South Africas land expropriation debate continues to roil everyone from farmers to foreign investors and financial institutions. What has the government done to address land reform?
It’s a five-hour drive from Johannesburg to Smithfield in the Free State province of South Africa. As we arrive, the sun is shining its warm golden hue over 1,200 hectares of Eddie Prinsloo’s land. As we drive on the long dirt road towards the farm house, the smell of manure hangs thickly in the air. On the right is a beautiful view of the mountains towards Lesotho. It is quiet and peaceful here but debates about land owned by whites are getting louder and louder.
The issue of land in South Africa is big. Many black South Africans were pushed offthe best land and even denied opportunities to own land because of white colonial rule. In democratic South Africa, it has caused heated debates around dinner tables, in political party headquarters, and parliament and even had United States President, Donald Trump, tweeting. It has also given birth to opposition political parties like Julius Malema’s Economic Freedom Fighters (EFF) and Andile Mngxitama’s Black First Land First (BLF).
Most black South Africans say they want land. The African National Congress (ANC) government agrees. It wants to change the Constitution to make it possible to take land from white farmers and give it back to black South Africans. It is calling it expropriation of land without compensation.

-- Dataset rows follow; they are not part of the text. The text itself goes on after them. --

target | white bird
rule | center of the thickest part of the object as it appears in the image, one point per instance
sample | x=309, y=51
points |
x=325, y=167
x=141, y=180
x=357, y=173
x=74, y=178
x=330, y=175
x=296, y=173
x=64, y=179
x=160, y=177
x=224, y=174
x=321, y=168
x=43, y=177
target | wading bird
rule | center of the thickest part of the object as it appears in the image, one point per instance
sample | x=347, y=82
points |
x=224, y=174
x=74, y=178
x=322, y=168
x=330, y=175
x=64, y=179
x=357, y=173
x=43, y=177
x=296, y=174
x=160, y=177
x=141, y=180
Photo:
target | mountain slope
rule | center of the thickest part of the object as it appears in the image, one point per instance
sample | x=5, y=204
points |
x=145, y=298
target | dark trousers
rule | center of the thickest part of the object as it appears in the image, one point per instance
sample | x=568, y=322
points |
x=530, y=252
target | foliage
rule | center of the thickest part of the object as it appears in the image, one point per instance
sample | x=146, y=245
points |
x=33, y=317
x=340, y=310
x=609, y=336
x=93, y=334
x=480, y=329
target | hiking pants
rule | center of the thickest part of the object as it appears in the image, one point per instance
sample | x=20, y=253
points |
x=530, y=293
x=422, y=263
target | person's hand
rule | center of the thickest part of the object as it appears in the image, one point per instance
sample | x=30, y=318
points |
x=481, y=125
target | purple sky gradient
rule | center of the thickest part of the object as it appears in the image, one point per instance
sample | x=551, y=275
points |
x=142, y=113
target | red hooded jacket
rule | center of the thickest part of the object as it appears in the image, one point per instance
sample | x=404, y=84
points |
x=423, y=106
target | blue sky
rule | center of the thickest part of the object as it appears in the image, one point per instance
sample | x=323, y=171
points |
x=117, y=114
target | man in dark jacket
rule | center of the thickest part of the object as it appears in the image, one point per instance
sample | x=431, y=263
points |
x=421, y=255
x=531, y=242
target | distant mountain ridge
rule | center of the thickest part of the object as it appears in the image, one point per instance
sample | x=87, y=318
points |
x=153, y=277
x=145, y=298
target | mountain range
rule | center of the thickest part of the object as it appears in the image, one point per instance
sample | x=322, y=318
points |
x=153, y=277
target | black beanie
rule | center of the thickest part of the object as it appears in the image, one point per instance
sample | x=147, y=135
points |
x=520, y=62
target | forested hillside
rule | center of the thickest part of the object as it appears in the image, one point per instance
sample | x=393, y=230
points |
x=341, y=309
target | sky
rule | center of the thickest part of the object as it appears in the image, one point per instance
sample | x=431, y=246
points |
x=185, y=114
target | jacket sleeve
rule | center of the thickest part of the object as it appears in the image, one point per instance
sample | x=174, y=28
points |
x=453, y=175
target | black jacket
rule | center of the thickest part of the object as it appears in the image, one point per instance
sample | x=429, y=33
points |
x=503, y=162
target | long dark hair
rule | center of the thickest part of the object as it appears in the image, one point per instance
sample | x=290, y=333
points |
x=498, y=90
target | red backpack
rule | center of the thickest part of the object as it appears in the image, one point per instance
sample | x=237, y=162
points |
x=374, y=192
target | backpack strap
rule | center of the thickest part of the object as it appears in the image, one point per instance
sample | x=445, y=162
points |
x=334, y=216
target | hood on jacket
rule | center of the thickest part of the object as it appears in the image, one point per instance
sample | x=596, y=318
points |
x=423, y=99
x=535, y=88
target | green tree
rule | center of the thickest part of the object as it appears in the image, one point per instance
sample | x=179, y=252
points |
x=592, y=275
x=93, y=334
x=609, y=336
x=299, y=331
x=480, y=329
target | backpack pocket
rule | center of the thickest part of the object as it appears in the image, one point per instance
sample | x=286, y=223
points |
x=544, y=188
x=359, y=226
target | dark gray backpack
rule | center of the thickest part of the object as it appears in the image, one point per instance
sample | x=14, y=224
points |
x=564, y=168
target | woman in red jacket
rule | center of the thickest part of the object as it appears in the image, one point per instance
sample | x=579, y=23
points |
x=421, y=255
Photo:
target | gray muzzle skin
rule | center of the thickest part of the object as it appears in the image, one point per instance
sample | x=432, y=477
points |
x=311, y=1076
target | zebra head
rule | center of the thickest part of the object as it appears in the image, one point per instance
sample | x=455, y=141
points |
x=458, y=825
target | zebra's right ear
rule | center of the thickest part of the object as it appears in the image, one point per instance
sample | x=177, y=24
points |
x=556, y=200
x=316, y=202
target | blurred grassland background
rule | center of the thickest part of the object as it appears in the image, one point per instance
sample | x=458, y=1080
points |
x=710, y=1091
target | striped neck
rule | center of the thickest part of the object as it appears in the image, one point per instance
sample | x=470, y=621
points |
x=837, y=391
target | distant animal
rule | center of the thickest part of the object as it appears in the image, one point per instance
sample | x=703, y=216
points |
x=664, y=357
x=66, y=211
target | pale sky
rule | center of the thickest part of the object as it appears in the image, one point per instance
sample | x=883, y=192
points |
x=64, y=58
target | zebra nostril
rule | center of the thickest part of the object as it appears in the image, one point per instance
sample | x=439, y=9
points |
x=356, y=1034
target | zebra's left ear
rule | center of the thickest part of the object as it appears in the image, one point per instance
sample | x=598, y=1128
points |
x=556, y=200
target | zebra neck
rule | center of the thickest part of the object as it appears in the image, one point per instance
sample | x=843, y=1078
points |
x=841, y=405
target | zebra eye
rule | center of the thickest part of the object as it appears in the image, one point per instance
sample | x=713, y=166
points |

“The ANC will, through a parliamentary process, finalize a proposed amendment to the Constitution that outlines more clearly the conditions under which expropriation of land without compensation can be effected. The intention of this proposal is to promote redress, advance economic development, increase agricultural production and food security,” said South Africa’s President, Cyril Ramaphosa after the ruling party’s two-day National Executive Committee (NEC) Lekgotla in South Africa’s capital, Tshwane.